Benefit Corporations and Strategic Action Fields or (the Existential Failing of Delaware)

36 Pages Posted: 18 Sep 2015

See all articles by Brett McDonnell

Brett McDonnell

University of Minnesota Law School

Date Written: September 18, 2015

Abstract

This paper analyzes the creation and growth of benefit corporations from the perspective of strategic action field theory, in an attempt to shed some light upon both the subject and the methodology. It considers how the new legal field of benefit corporations responded to weaknesses in the existing fields of business corporations and non-profit corporations. Where major field participants such as directors, officers, employees, and shareholders or donors wish to pursue both financial and public-spirited goals that sometimes conflict without subordinating either type of goal to the other, both profit and non-profit corporations may be unsatisfactory. Benefit corporations attempt not only to allow entrepreneurs to seek goals other than profits, but also to commit to doing so while also making profits, so as to entice outside investors and employees to become involved.

In explaining how the new legal form arose out of the gap created by these weaknesses, the paper stresses the role of B Lab as what strategic action field theory calls an internal governance unit, both internally regulating the field and acting as an external champion through creating and lobbying for model benefit corporation legislation.
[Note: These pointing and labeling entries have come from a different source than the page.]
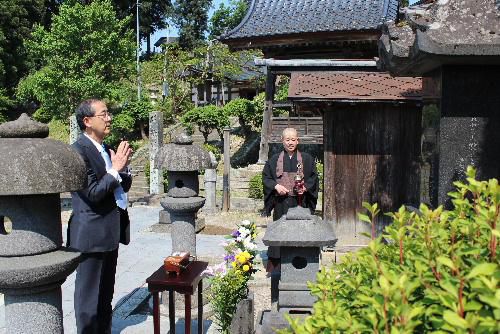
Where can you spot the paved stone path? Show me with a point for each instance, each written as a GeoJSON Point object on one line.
{"type": "Point", "coordinates": [135, 263]}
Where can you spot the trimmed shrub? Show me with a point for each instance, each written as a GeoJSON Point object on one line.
{"type": "Point", "coordinates": [435, 271]}
{"type": "Point", "coordinates": [214, 149]}
{"type": "Point", "coordinates": [256, 188]}
{"type": "Point", "coordinates": [207, 118]}
{"type": "Point", "coordinates": [243, 109]}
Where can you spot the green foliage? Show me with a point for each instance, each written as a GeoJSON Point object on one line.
{"type": "Point", "coordinates": [214, 149]}
{"type": "Point", "coordinates": [59, 130]}
{"type": "Point", "coordinates": [255, 187]}
{"type": "Point", "coordinates": [87, 53]}
{"type": "Point", "coordinates": [436, 271]}
{"type": "Point", "coordinates": [229, 286]}
{"type": "Point", "coordinates": [243, 109]}
{"type": "Point", "coordinates": [5, 104]}
{"type": "Point", "coordinates": [207, 118]}
{"type": "Point", "coordinates": [17, 18]}
{"type": "Point", "coordinates": [191, 17]}
{"type": "Point", "coordinates": [138, 110]}
{"type": "Point", "coordinates": [226, 18]}
{"type": "Point", "coordinates": [172, 66]}
{"type": "Point", "coordinates": [182, 69]}
{"type": "Point", "coordinates": [321, 172]}
{"type": "Point", "coordinates": [282, 88]}
{"type": "Point", "coordinates": [147, 173]}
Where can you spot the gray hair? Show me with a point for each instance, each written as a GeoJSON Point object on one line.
{"type": "Point", "coordinates": [85, 110]}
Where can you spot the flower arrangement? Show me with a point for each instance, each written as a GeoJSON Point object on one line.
{"type": "Point", "coordinates": [229, 279]}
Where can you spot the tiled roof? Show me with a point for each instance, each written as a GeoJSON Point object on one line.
{"type": "Point", "coordinates": [354, 86]}
{"type": "Point", "coordinates": [440, 33]}
{"type": "Point", "coordinates": [282, 17]}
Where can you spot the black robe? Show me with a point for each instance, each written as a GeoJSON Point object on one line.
{"type": "Point", "coordinates": [269, 179]}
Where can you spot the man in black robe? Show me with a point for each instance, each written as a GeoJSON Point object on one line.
{"type": "Point", "coordinates": [290, 178]}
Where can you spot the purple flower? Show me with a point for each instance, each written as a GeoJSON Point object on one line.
{"type": "Point", "coordinates": [229, 257]}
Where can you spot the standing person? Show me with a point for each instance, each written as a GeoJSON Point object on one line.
{"type": "Point", "coordinates": [99, 210]}
{"type": "Point", "coordinates": [281, 190]}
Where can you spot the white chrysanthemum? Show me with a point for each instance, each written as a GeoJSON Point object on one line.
{"type": "Point", "coordinates": [246, 223]}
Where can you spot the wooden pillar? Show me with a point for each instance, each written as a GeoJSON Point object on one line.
{"type": "Point", "coordinates": [371, 155]}
{"type": "Point", "coordinates": [229, 91]}
{"type": "Point", "coordinates": [266, 122]}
This has so far succeeded in passing legislation in over half of the states, with around 2,000 companies adopting benefit corporation status as of this writing. The paper considers the possibility of successful further emergence of this field through widespread adoption, considering the role that B Lab, social networks and organization, transactional lawyers, and courts could play in responding to many major identified challenges. The paper concludes with some reflections about what this application has taught the author about the strengths and weaknesses of strategic action field theory. A focus on the social and endogenous nature of preferences, and on a mix of selfishness with a search for meaning and connection as motivating forces, are clearly improvements on the conceptual apparatus of the dominant corporate law paradigm, law and economics. However, it remains to be seen whether the theory provides strong and articulated enough methodological and normative tools to pose a strong challenge to that dominant paradigm.
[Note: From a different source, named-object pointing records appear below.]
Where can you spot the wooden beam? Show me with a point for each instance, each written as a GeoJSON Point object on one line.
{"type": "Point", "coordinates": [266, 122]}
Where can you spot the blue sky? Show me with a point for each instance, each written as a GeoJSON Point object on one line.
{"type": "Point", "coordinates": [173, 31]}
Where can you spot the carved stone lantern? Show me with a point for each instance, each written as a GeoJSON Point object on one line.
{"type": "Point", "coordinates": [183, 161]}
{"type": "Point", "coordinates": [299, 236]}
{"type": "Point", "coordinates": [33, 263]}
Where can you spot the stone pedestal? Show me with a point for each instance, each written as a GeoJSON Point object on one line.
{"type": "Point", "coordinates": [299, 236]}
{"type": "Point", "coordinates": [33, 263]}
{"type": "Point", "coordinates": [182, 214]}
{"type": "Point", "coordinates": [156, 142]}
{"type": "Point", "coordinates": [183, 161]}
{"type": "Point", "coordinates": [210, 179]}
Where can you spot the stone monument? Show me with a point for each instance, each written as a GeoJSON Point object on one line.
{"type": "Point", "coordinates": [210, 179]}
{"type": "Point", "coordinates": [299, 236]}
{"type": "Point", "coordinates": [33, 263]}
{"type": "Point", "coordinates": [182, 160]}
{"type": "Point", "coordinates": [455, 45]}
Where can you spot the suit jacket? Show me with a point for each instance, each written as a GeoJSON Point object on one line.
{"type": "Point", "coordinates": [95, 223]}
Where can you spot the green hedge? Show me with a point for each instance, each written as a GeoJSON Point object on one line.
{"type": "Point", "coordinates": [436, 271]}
Keywords: benefit corporations, strategic action fields, nonprofit corporations

JEL Classification: D21, G30, K22, L21, M14

Suggested Citation

McDonnell, Brett H., Benefit Corporations and Strategic Action Fields or (the Existential Failing of Delaware) (September 18, 2015). Seattle University Law Review, Vol. 39, January 2016 (Forthcoming), Minnesota Legal Studies Research Paper No. 15-29, Available at SSRN: https://ssrn.com/abstract=2662532

Brett H. McDonnell (Contact Author)

University of Minnesota Law School ( email )

229 19th Avenue South
Minneapolis, MN 55455
United States
612-625-1373 (Phone)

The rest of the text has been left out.